Es difícil de decir un único sitio. Nosotros hemos probado varios y en todos hemos salido súper satisfechos. El Cocido maragato es el rey indiscutible de esta zona, pero no es lo único. 

¿Dónde alojarte?

Castrillo tiene muchos lugares donde alojarte, su principal actividad económica es el turismo. Es difícil decidir un único sitio, pero si nos apuráis, ya que nosotros no hemos estado alojados nunca en el propio Castrillo de los Polvazares

Un poco de historia

Sin intención de ser exhaustivos, os contamos por qué este pueblo está tan bonito, entre otras cosas. Empezamos hablándoos del nombre, sin duda habría que referirse a unos asentamientos castrenses próximos de época prerrománica. Este pueblo es muy homogéneo debido a que este no es el pueblo medieval original.

 

En el siglo XVI hubo unas inundaciones fuertes que anegaron la situación original, por lo que los arrieros, que durante esta época contaban con gran poder e influencia, ya que eran los mayores transportistas de bienes por la península. Así que consiguieron realizar el traslado a la actual situación. Por este motivo, todas las casas y construcciones datan de esta época. El poder de los maragatos decayó con la llegada en el siglo XIX del ferrocarril, que arruinó su forma de vida seminómada.

 

Por su buena conservación es un conjunto histórico artístico, desde 1980; y desde el 2015, Patrimonio Mundial de la Humanidad por ser una pieza singular e importante del Camino de Santiago Francés.

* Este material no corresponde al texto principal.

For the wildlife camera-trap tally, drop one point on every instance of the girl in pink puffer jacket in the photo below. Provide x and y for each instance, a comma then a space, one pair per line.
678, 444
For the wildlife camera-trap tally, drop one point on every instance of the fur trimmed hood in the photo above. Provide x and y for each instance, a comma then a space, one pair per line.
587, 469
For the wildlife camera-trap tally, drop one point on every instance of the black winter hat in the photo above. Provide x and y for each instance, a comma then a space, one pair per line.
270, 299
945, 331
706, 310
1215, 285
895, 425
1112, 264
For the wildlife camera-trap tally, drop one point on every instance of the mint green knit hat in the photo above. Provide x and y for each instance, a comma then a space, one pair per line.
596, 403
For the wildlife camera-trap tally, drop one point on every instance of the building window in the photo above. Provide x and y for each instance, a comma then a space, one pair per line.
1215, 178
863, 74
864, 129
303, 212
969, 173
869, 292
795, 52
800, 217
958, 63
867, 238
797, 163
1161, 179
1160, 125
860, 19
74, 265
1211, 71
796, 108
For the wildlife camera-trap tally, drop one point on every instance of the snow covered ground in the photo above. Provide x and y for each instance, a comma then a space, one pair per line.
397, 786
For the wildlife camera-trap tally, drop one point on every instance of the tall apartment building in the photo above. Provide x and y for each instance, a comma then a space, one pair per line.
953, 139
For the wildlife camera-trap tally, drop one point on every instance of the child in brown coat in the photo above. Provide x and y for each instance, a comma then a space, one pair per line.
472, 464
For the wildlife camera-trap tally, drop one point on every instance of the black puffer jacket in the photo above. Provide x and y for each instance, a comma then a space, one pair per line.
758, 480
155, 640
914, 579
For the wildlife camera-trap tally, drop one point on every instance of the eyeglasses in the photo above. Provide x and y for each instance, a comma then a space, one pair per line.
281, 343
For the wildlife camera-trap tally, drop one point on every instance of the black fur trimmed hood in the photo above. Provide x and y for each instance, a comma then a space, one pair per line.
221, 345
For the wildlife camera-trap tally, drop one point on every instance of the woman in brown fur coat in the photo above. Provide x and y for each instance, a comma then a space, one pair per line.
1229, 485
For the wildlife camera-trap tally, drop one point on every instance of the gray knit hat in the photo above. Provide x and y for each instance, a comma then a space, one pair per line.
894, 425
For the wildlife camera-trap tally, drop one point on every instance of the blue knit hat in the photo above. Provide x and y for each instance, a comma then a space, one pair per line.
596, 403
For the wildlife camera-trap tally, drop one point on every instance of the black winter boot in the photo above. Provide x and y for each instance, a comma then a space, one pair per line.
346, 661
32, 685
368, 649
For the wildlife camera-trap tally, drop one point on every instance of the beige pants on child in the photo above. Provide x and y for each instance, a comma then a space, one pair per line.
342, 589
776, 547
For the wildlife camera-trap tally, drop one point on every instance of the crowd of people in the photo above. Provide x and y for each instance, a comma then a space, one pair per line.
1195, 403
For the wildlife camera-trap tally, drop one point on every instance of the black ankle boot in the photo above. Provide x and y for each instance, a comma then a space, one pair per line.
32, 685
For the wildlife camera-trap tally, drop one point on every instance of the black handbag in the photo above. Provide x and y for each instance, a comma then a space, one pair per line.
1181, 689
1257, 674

Presencia de las tropas napoleónicas

En 1810 esta zona fue escenario de batallas durante las guerras napoleónicas. Por esta razón, se vienen recreando desde hace unos años de unas jornadas napoleónicas entre Astorga y Castrillo de los Polvazares, en las que tropas de ambos ejércitos desfilan por estas poblaciones, para luego batirse.

 

La primera batalla la ganan los franceses capturando Castrillo, aunque durante la segunda, finalmente las tropas hispánicas terminan imponiéndose rescatando Castrillo y a sus habitantes y se trasladan a reconquistar Astorga.